= Alvin H. Perlmutter =

American film producer

Alvin H. Perlmutter, Executive Director of The Independent Production Fund, has produced television programming for over thirty years. Perlmutter’s television programs have aired on PBS, the commercial networks and cable in this country and have also been broadcast throughout Europe and the Far East.

Prior to forming his own company, Perlmutter was NBC News Vice President where he was responsible for all network documentaries and news magazine programs and earlier as Director of Public Affairs Programming and Program Manager of WNBC-TV, New York.

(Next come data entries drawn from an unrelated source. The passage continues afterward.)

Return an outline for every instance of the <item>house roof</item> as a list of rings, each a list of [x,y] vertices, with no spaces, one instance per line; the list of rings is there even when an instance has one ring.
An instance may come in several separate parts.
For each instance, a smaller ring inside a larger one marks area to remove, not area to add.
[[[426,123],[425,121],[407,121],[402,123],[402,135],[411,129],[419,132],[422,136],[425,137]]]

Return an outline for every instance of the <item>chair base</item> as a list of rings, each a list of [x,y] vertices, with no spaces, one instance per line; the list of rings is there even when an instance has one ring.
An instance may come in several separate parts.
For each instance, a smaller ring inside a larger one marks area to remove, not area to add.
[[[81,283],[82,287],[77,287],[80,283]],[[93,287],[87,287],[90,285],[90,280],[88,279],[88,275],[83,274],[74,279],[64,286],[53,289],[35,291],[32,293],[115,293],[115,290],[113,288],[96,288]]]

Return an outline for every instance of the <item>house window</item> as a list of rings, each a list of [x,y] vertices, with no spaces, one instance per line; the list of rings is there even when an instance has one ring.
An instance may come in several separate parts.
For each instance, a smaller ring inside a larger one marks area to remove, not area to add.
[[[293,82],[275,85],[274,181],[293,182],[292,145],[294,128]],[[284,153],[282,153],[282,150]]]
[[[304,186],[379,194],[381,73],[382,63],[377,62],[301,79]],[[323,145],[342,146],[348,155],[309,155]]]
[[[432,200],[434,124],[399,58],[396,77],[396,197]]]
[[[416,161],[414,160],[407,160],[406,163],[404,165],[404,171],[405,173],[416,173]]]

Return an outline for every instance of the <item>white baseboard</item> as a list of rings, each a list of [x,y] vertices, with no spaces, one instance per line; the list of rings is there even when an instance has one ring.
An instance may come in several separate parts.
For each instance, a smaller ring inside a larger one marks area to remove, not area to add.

He has been the recipient of six national prime-time Emmys, the Peabody Award and five Ace Awards for excellence in programming on cable television.

He was executive producer of the public affairs magazine series, The Great American Dream Machine (PBS), and he was also the co-executive producer of Joseph Campbell and the Power of Myth with Bill Moyers (PBS).  His more recent productions include Muslims, a two-hour Frontline special, God and Government, also for public television, and IPF’s latest documentary, Beyond Borders: Undocumented Mexican Americans.

==Personal life==

Perlmutter graduated from Syracuse University. He is a son ofJennie and Fred Perlmutter.

In 1994, he married Joan Konner, dean of the Columbia University Graduate School of Journalism. Konner and Perlmutter co-produced the documentaries Joseph Campbell and the Power of Myth with Bill Moyers, She Says: Women in News, and The Mystery of Love.